Leader of the Bolivian Socialist Falange
- In office 19 April 1959 – 4 August 1980
- Preceded by: Óscar Únzaga de la Vega
- Succeeded by: Gustavo Sejas Revollo

Minister of Foreign Affairs
- In office 22 August 1971 – 26 November 1973
- President: Hugo Banzer Suárez
- Preceded by: Huáscar Taborga Torrico
- Succeeded by: Alberto Guzmán Soriano

Personal details
- Born: Mário R. Gutiérrez Gutiérrez 17 October 1917 Santa Cruz de la Sierra, Bolivia
- Died: 4 August 1980 (aged 62) Santa Cruz de la Sierra, Bolivia
- Party: Bolivian Socialist Falange
- Parents: Dr.

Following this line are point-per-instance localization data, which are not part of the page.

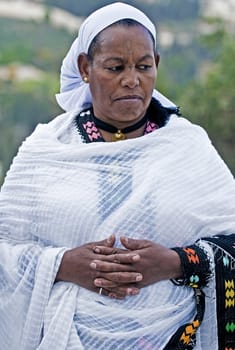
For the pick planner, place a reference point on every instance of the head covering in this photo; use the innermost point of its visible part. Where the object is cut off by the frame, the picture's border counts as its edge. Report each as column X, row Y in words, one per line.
column 74, row 93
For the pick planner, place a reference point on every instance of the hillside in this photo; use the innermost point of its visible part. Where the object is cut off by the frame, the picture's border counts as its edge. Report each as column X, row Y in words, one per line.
column 159, row 11
column 31, row 52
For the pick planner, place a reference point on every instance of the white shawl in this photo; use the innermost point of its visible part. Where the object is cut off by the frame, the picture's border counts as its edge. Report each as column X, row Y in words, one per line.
column 169, row 186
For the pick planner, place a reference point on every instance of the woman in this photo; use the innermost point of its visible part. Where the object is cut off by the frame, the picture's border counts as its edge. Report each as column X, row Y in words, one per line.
column 143, row 203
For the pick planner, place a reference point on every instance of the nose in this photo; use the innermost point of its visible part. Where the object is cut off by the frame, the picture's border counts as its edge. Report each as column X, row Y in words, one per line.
column 130, row 78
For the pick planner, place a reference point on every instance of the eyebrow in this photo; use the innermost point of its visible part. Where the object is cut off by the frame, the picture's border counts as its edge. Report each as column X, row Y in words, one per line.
column 120, row 59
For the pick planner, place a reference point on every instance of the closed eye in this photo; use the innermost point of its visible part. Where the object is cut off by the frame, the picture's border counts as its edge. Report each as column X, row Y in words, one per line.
column 144, row 67
column 115, row 68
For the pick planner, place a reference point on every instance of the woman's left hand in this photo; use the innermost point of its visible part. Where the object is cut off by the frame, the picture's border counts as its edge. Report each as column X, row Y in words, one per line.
column 153, row 261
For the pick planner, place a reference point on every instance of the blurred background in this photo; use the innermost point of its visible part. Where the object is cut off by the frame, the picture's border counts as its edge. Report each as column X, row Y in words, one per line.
column 196, row 40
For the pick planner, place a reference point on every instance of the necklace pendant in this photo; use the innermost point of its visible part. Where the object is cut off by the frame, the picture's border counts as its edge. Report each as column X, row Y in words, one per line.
column 118, row 136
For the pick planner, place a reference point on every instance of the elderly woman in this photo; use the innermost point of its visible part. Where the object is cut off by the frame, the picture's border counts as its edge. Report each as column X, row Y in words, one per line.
column 103, row 243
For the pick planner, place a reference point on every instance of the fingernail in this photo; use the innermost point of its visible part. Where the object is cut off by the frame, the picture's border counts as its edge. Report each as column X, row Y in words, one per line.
column 139, row 278
column 97, row 283
column 132, row 291
column 110, row 239
column 93, row 265
column 112, row 295
column 136, row 258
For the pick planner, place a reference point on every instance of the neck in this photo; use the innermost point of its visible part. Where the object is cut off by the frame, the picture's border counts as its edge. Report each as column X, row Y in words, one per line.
column 117, row 134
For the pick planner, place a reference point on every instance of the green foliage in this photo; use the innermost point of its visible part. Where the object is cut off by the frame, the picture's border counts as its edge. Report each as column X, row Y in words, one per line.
column 158, row 10
column 33, row 43
column 23, row 106
column 211, row 101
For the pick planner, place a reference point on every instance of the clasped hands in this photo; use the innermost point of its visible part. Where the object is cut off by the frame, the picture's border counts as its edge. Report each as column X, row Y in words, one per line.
column 119, row 271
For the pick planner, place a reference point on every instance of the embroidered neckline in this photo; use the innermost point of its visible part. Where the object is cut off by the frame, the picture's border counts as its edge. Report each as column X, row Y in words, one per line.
column 88, row 128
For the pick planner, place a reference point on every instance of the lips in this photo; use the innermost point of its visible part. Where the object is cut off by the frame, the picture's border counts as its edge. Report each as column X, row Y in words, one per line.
column 128, row 97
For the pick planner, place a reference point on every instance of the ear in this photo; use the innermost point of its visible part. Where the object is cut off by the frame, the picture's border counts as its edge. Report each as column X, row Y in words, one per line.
column 83, row 65
column 157, row 59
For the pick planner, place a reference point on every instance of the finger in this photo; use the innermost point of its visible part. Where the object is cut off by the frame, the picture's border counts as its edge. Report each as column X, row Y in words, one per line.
column 121, row 277
column 107, row 250
column 112, row 287
column 133, row 244
column 113, row 265
column 123, row 258
column 112, row 294
column 108, row 242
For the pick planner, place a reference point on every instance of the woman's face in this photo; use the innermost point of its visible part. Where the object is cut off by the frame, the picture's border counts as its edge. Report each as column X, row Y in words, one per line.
column 122, row 74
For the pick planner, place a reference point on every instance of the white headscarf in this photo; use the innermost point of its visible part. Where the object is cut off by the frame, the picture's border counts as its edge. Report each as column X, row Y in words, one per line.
column 74, row 93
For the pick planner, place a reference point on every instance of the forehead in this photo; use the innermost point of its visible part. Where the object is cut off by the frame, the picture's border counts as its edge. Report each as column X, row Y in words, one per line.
column 122, row 37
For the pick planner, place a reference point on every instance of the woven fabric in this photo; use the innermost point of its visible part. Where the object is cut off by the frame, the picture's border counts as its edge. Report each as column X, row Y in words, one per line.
column 169, row 186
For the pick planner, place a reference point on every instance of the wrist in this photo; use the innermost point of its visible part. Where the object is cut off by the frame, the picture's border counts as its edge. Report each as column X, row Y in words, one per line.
column 195, row 265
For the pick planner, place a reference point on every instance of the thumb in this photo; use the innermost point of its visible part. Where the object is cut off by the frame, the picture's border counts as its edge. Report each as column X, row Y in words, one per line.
column 108, row 242
column 131, row 244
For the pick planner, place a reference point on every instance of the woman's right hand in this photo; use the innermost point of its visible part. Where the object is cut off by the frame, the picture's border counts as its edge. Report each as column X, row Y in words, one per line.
column 76, row 267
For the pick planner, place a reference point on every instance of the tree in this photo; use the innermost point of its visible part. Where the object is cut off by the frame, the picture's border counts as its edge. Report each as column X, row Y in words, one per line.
column 210, row 101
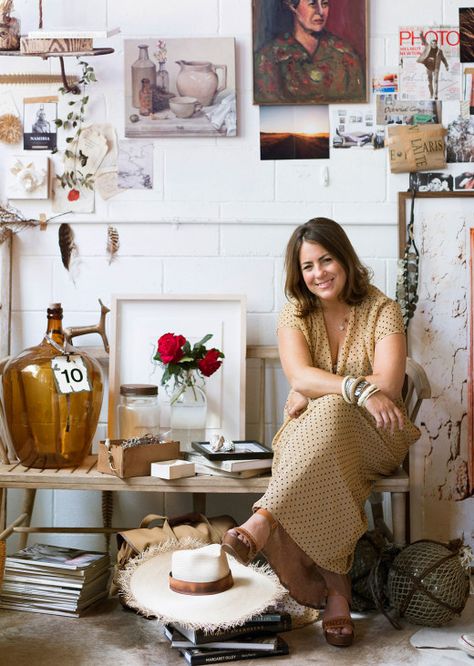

Julio A. Gutiérrez Michelin (father); Luisa Gutiérrez Jimenez (mother);
- Education: Universidad Católica de Chile

= Mario Gutiérrez (politician) =

Bolivian falangist political leader

Mario R. Gutiérrez Gutiérrez (17 October 1917 – 4 August 1980) was a Bolivian politician who led the Bolivian Socialist Falange (FSB) after the death of its founder, Óscar Únzaga de la Vega, until his death in 1980. He was Foreign Minister from 1971 to 1973 and wrote about Bolivian politics.
Born in Santa Cruz de la Sierra in 1917, Gutiérrez studied law and political science at the Catholic University of Chile. After the death of Óscar Vega in a failed coup by the FSB, Gutiérrez, a party member since its creation in 1937, was elected leader of the party by its regional leaders. Gutiérrez was the presidential candidate for the FSB in the 1960 elections, winning 8% of the popular vote. Gutiérrez wrote publications about the political situation in Bolivia and South America.

Gutiérrez is buried on the Paseo de los Notables (Avenue of the Notables) in Santa Cruz General Cemetery.